Of course, we might imagine meeting a spiritual artist, and we might see them with a camera in their hand, and we might ask, “What are you doing?” and they might respond, “Liberating and nourishing all sentient beings,” and they would really mean it.
Taking up art has to do with realizing our life, realizing the life of the whole world. We let the art into our life, let it inform our every action, making every moment beautiful, expressive, vibrant, creative, responsive.
The world is the work of art—the cosmos even—but not merely some “image”. He’s a planetary or cosmic photographer. He doesn’t make the fascist attempt to control the world, or “make” the world, or “aestheticize” one’s work in the world. You could just as easily have called it “The Painter,” or “The Sculptor,” or “The Dancer”. It has to do with this spiritual sense of composition, of entering the mind of beauty and the heart of wonder and participating in the artful creativity of the cosmos itself. Is that right?

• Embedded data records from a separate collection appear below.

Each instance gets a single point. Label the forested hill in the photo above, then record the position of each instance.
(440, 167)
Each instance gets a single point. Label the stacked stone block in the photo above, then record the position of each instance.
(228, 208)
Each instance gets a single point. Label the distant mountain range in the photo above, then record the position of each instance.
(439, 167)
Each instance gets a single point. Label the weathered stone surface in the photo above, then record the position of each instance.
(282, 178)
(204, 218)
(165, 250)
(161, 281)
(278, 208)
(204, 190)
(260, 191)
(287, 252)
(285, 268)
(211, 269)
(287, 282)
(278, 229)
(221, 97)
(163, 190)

AO: I will not disagree with that.
B: Yeah, but you almost always say that. Your whole modus operandi very intimately and explicitly involves the reader and refuses finality of interpretation. I admire that, and I grant that no interpretation is final. But why not admit what you were up to?
AO: Duality. But there was another version of the story too. In that one, the main character goes around planting trees and helping people tend to the land. She always tells people, “I’m a painter.” No one seems to get it. They say, “A painter? Then how do you know so much about fungi and oak trees? How do you know about watersheds and owls?” She says, “They’re artists. They are my teachers.”
BE: It’s like we were saying earlier: Art as a practice of magic might mean the painting manifests with the presence of an amulet, or it might appear as a forest. Either way, we get a broader view, a more expansive existence, one in which imagination lives in the landscape, in the community of life, in the ecologies of mind.
AO: Wisdom, love, and beauty arise as mountains, rivers, and the Great Earth—all sentient beings, all of sentient being.